49. Aus der innerkirchlichen Gemeinschaft öffnet sich die Liebe, wie es ihrer Natur entspricht, auf den universalen Dienst hin und stellt uns in den Einsatz einer tätigen, konkreten Liebe zu jedem Menschen. Das ist ein Bereich, der das christliche Leben, den kirchlichen Stil und die pastorale Planung gleichermaßen bestimmt und kennzeichnet. Das Jahrhundert und das Jahrtausend, die im Anbruch begriffen sind, werden noch sehen müssen — und es ist wünschenswert, daß sie das mit größerem Nachdruck tun —, zu welcher Hingabe die Liebe zu den Ärmsten fähig ist. Wenn wir wirklich von der Betrachtung Christi ausgegangen sind, werden wir in der Lage sein, ihn vor allem im Antlitz derer zu erkennen, mit denen er sich selbst gern identifiziert hat: »Ich war hungrig, und ihr habt mir zu essen gegeben; ich war durstig, und ihr habt mir zu trinken gegeben; ich war fremd und obdachlos, und ihr habt mich aufgenommen; ich war nackt, und ihr habt mir Kleidung gegeben; ich war krank, und ihr habt mich besucht; ich war im Gefängnis, und ihr seid zu mir gekommen« (Mt 25,35-36). Diese Aussage ist nicht nur eine Aufforderung zur Nächstenliebe; sie ist ein Stück Christologie, das einen Lichtstrahl auf das Geheimnis Christi wirft. Daran mißt die Kirche ihre Treue als Braut Christi nicht weniger, als wenn es um die Rechtgläubigkeit geht.
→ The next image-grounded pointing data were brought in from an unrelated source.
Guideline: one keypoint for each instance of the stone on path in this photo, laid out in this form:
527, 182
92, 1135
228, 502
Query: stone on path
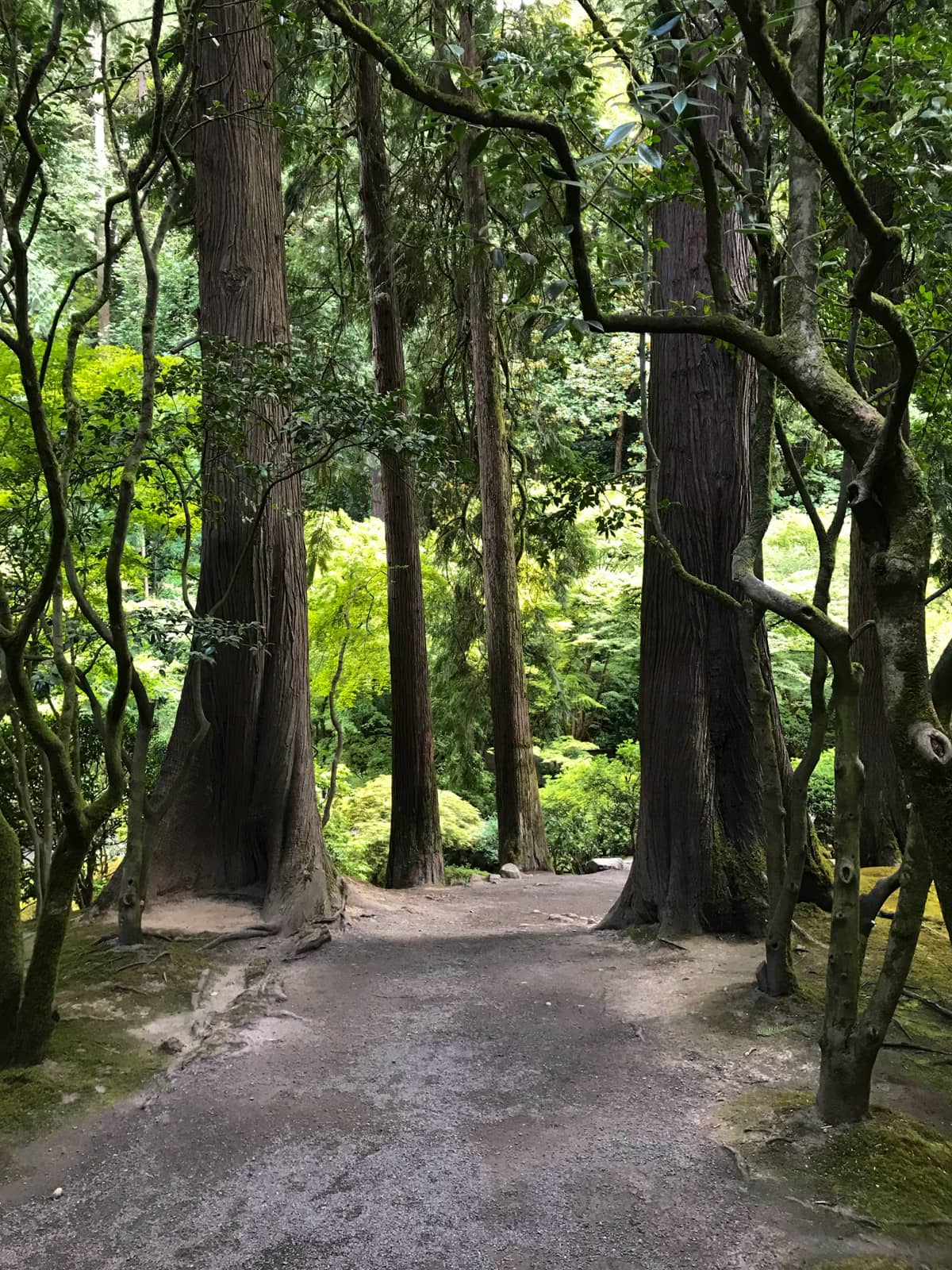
600, 864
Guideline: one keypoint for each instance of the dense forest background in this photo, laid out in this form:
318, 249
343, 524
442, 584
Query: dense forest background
451, 441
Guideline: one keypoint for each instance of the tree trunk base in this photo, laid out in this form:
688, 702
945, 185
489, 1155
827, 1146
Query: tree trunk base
844, 1089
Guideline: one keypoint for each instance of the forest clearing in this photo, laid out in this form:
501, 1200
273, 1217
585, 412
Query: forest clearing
475, 634
444, 1086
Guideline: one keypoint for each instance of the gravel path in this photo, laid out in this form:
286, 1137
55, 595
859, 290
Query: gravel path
463, 1083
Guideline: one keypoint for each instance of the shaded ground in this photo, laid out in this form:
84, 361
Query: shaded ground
457, 1083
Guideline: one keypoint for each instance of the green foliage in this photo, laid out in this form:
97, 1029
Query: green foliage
822, 797
592, 808
359, 833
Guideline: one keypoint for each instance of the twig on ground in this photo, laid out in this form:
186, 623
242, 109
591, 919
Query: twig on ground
311, 943
131, 965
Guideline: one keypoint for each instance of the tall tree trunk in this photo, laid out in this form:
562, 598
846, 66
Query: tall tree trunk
10, 937
244, 814
882, 829
416, 849
698, 860
522, 837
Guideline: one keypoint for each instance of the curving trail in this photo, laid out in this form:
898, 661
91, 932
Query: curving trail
463, 1083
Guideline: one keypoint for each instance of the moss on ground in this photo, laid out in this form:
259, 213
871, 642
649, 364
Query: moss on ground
892, 1168
920, 1041
931, 976
861, 1263
97, 1056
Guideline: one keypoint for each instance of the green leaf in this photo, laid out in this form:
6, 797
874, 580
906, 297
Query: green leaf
666, 23
651, 156
478, 145
620, 133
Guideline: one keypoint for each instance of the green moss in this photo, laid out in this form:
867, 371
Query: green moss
97, 1056
890, 1168
861, 1263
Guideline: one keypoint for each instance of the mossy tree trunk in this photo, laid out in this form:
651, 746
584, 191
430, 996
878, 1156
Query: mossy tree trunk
10, 937
244, 813
522, 837
698, 859
416, 854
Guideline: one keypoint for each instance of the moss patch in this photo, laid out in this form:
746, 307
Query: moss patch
97, 1057
862, 1263
892, 1168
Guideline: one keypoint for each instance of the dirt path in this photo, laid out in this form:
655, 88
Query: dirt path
467, 1083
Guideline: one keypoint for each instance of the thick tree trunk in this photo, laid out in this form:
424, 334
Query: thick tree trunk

Es ist sicher nicht zu vergessen, daß niemand von unserer Liebe ausgeschlossen werden darf. Denn »der Sohn Gottes hat sich in seiner Menschwerdung gewissermaßen mit jedem Menschen vereinigt«.35 Wenn wir uns aber an die unmißverständlichen Worte des Evangeliums halten, dann ist in den Armen Christus in besonderer Weise gegenwärtig, was der Kirche eine vorrangige Option für sie auferlegt. Durch diese Option wird die Art der Liebe Gottes, seine Fürsorge und sein Erbarmen, bezeugt. Außerdem werden in die Geschichte gewissermaßen jene Samenkörner des Gottesreiches ausgesät, die Jesus selbst in das Erdreich seines Lebens gelegt hat, indem er denen entgegenkam, die sich wegen aller möglichen geistigen und materiellen Nöte an ihn wandten.




35) II. Vat. Konzil, Pastoralkonstitution über die Kirche in der Welt von heute Gaudium et spes, 22.